Et le pire est devant nous ! Ainsi, les rivaux, de plus en plus nombreux, demanderont des comptes, ne feront que mettre des bâtons dans les roues des États-Unis en tentant à leur tour d’utiliser leurs armes, celles de jouer sur la déstabilisation et le chaos. Ce sera, par exemple, le cas en Amérique latine où loin de « mettre fin au narcotrafic », le coup de pied de Trump dans la fourmilière ne fera que générer une myriade d’autres trafics en tous genres. Bref, une spirale sans fin, un vortex qui ne peut qu’amener l’Oncle Sam à user de sa seule force, celle des armes, une logique qui se généralise et ne peut conduire qu’à la remise en cause des bases mêmes de toute civilisation, qui ne conduit qu’au néant et à la mort.
Face à cette dynamique monstrueuse, porteuse d’une possible destruction à terme pour l’espèce humaine, il n’existe qu’un pôle alternatif et un seul : celui du combat du prolétariat pour une société communiste.
WH, 24 janvier 2025
1) Il s’agit d’un « repaire de brigands », qualification appropriée utilisée par Lénine en son temps à propos de la Société des Nations (l’ancêtre de l’ONU).

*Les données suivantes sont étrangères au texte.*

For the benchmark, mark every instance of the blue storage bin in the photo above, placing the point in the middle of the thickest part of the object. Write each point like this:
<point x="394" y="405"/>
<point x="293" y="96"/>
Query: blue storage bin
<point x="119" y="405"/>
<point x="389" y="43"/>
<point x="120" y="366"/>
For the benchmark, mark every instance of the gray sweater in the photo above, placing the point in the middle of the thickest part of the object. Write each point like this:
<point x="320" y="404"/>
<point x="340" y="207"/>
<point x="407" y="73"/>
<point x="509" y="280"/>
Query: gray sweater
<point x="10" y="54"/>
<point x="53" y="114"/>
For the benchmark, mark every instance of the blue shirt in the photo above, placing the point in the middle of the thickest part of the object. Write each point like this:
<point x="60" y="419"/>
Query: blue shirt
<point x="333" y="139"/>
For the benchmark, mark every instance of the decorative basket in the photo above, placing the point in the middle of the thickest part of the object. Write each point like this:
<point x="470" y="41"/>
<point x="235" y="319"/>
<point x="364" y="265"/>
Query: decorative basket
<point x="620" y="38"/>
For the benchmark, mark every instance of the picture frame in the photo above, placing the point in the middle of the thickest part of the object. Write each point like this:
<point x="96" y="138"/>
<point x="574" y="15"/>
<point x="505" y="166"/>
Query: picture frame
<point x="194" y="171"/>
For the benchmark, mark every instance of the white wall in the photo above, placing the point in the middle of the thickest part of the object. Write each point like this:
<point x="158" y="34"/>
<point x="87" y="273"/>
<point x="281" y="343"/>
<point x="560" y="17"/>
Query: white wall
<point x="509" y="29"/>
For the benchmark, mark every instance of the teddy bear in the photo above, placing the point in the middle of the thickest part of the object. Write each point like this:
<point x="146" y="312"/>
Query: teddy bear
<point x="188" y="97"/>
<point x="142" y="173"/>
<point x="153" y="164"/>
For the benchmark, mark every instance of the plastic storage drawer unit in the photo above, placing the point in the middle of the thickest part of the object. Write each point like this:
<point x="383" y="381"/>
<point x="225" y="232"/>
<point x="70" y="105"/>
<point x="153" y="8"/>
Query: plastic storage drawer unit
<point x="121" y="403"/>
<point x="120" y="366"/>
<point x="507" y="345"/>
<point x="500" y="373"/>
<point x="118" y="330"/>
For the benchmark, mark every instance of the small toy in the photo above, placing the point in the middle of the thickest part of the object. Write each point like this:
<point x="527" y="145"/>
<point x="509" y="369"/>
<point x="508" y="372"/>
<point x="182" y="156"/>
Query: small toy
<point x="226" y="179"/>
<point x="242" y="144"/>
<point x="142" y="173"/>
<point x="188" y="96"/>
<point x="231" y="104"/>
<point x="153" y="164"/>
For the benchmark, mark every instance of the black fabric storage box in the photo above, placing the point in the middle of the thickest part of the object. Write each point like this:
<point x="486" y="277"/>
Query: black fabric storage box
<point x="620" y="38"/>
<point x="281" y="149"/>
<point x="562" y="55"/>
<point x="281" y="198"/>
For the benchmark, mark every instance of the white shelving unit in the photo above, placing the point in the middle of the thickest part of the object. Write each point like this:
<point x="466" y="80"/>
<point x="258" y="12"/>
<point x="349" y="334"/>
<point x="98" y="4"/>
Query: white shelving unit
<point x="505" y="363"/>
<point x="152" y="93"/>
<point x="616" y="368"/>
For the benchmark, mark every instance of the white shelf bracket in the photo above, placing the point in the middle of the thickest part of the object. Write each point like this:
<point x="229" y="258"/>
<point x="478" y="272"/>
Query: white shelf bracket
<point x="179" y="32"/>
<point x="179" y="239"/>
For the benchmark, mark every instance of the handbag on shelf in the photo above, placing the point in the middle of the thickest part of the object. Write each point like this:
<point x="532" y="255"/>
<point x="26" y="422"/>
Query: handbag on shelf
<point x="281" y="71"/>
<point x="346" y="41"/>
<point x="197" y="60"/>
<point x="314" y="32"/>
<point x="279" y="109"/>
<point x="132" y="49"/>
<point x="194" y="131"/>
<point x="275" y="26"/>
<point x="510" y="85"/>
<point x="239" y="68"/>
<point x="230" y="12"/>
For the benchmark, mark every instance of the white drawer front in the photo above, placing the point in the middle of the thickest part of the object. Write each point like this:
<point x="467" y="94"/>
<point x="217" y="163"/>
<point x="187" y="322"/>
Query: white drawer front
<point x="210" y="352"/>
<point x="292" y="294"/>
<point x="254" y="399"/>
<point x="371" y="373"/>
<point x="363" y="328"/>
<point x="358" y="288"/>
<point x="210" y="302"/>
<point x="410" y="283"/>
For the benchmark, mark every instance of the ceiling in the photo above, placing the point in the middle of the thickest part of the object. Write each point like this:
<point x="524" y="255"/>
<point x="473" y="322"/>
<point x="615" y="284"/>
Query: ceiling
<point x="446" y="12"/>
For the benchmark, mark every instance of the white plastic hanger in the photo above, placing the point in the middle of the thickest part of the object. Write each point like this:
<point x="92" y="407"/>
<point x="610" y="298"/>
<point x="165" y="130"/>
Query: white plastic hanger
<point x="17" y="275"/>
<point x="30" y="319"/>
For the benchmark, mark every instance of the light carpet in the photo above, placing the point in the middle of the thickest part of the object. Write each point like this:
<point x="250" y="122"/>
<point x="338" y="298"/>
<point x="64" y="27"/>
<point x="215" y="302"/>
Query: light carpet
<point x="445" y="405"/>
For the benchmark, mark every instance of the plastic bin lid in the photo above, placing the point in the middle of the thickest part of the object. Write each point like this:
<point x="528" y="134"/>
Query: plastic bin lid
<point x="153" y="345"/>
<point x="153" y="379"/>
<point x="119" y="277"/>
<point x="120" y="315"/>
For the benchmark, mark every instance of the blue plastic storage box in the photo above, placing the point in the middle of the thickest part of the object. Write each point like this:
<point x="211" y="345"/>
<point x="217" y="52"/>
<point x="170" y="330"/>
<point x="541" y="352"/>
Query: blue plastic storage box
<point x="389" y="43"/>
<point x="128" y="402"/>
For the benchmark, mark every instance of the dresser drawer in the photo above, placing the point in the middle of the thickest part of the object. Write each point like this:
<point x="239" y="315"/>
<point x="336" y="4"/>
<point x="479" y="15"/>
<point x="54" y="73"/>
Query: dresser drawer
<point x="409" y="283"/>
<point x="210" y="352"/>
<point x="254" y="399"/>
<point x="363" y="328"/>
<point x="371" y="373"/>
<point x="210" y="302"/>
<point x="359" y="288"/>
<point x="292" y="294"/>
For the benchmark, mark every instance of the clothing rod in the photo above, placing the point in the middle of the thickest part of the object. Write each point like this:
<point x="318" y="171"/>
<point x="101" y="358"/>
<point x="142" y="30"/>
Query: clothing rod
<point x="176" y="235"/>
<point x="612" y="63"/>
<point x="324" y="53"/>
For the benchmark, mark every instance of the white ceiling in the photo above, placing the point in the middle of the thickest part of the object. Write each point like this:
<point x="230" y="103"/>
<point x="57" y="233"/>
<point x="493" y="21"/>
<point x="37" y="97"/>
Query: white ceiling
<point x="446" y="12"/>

2) Après avoir acté des dépenses colossales, tous les États ne cessent d’annoncer à nouveau des rallonges budgétaires en faveurs de nouvelles dépenses militaires. C’est bien évidement le cas des États-Unis qui prévoient un budget de défense de 1 500 milliards de dollars, c’est-à-dire 50 % en plus que ce qui était initialement attendu. Autre exemple, le cas de la France, avec une promesse de rallonge à 3,5 milliards d’euros au projet de loi de finances 2026 et une enveloppe de 3 milliards supplémentaires prévue pour 2027.
3) On peut prendre l’exemple de la première guerre du Golfe, avec l’opération de parachutage de vivres « Provide confort », destinée à justifier les bombardements sur l’Irak.
4) Comme le gouverneur de Californie, Gavin Newsom, un démocrate, qui encourage les Européens à faire front contre la politique de Trump et appelé la communauté internationale de « se réveiller ».